From: Leythos (void_at_nowhere.lan)
Date: 08/18/05


Date: Thu, 18 Aug 2005 16:09:52 GMT

In article <1124380915.619187.175550@g47g2000cwa.googlegroups.com>,
a_j_moran@yahoo.co.uk says...
>
> Leythos schrieb:
>
> > In article <de29eo$irr$1@bolt.sonic.net>, claudel@bolt.sonic.net says...
> > > OTOH, if you do *not* have the professional exposure and feel the need
> > > to attend a "boot camp" or cram course of some sort than it can be
> > > quite expensive. In this case you also may not have the practical
> > > experience to maximize the benefit of the certification...
>
> Yeah I know what you mean. for me its half about doing something to
> motivate me to learn about other stuff (crypto, protocols, pki etc are
> all my daily bread but stuff in some of the other domains doesn't
> really fall into my remit) and partly to shore up my cv. I'm really
> not sure it matters that much if you really have the experience - that
> said I have seen it cited as a requirement for some jobs.
>
> I guess I would rather learn it myself than attend courses..
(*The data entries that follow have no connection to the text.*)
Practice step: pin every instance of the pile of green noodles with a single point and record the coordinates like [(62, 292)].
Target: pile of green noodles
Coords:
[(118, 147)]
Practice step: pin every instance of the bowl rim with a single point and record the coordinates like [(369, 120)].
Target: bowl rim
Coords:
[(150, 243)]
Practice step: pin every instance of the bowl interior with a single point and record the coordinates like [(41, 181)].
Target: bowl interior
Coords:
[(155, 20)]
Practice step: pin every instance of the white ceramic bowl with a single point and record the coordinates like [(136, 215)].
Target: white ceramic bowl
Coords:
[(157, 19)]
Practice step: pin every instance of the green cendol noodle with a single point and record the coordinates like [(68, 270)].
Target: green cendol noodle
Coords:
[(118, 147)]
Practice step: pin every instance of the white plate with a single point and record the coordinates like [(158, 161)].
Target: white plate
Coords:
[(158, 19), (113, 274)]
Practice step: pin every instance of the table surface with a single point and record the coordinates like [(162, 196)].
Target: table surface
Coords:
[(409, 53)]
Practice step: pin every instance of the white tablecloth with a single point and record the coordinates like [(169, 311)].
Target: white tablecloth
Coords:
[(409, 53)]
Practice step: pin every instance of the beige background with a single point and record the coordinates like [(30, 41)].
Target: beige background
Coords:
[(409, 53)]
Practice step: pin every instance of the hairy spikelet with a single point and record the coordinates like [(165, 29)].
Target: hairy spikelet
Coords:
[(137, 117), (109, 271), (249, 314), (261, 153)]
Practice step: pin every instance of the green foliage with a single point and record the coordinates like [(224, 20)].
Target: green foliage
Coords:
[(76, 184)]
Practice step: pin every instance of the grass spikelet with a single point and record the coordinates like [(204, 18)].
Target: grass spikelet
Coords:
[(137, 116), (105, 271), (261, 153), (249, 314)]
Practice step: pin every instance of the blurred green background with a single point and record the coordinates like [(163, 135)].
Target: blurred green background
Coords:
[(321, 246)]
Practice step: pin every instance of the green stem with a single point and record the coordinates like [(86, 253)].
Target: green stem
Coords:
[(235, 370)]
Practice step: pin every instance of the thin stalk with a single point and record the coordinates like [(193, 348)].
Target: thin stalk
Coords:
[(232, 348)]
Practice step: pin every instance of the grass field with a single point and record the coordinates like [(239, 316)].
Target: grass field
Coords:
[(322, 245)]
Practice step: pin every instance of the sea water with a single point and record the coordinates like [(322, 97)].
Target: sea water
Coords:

I think certification is a good thing, in many cases it proves that you
have some knowledge of the subject, but, if the test is easy to pass (as
the Microsoft Certification one are), they become meaningless and
something that people don't want to see when they interview or read a
resume. What I look for is people that have a clear and unfaltering
history in the area we need skills - many times it's easy to see a
fluffed resume. What really filters out the good ones from the book
types is the internal testing we do - about 95% of all people taking our
internal test fail. What's funny is when we do a "lets see how you
think" type question - some people try and answer them, some say what
does this have to do with the job (we never hire those), others don't
answer the question at all (and we don't hire them either).